He determined to colonize Egypt. He would take with him men of science, artists, and artisans. He said to Montholon at St. Helena, "Were the French once established in Egypt, it would be impossible for the English to maintain themselves long in India. Squadrons constructed on the shores of the Red Sea, provisioned with the products of the country, and equipped and manned by the French troops stationed in Egypt, would infallibly make us masters of India, and at a moment when England least expected it."

The fleet set sail from Toulon May 19, 1798, with forty thousand men besides ten thousand sailors. Josephine came to Toulon to say good-by, and wished to go with her husband, but this would have been most unwise.

The fleet arrived off Malta June 10, which, with almost no opposition, surrendered to the French its twelve hundred pieces of cannon, its ten thousand pounds of powder, its ships, and its forty thousand muskets.

On June 30 the fleet appeared before Alexandria, which was soon captured. Then the army set out to cross the desert towards Cairo.

The heat was intense, they suffered for lack of water, and murmured at the Directory. Napoleon bivouacked in their midst, and dined on lentils.

On July 21 they came in sight of the Pyramids. The whole army halted. "Soldiers," said Napoleon, "from the summit of those pyramids forty centuries look down upon you!"

Before them lay the intrenched camp of Embabeh, with ten thousand Mameluke horsemen under Mourad Bey. These charged upon the immovable squares of the French only to be cut to pieces by bayonets.
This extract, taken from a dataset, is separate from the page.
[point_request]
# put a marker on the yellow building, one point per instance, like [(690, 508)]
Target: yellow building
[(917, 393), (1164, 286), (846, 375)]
They fought desperately, but were routed, and many of them driven into the Nile. Over two thousand perished, while the French did not lose over one hundred and fifty in killed and wounded. "The banks of the Nile," says Bourrienne, "were strewed with heaps of bodies, which the waves were every moment washing into the sea." The soldiers bent their bayonets into hooks, and for days fished up the bodies of the Mamelukes, on each of which they found from five to six hundred louis in gold.

Ten days after this battle of the Pyramids, the French fleet was destroyed by Nelson in the terrible battle of the Nile. Admiral Brueys was killed, and the bodies of his men seemed to fill the Bay of Aboukir.

Napoleon was virtually a prisoner in Egypt. The blow was irreparable. The army was despondent, but Napoleon was calm. "Unfortunate Brueys," he said, "what have you done!"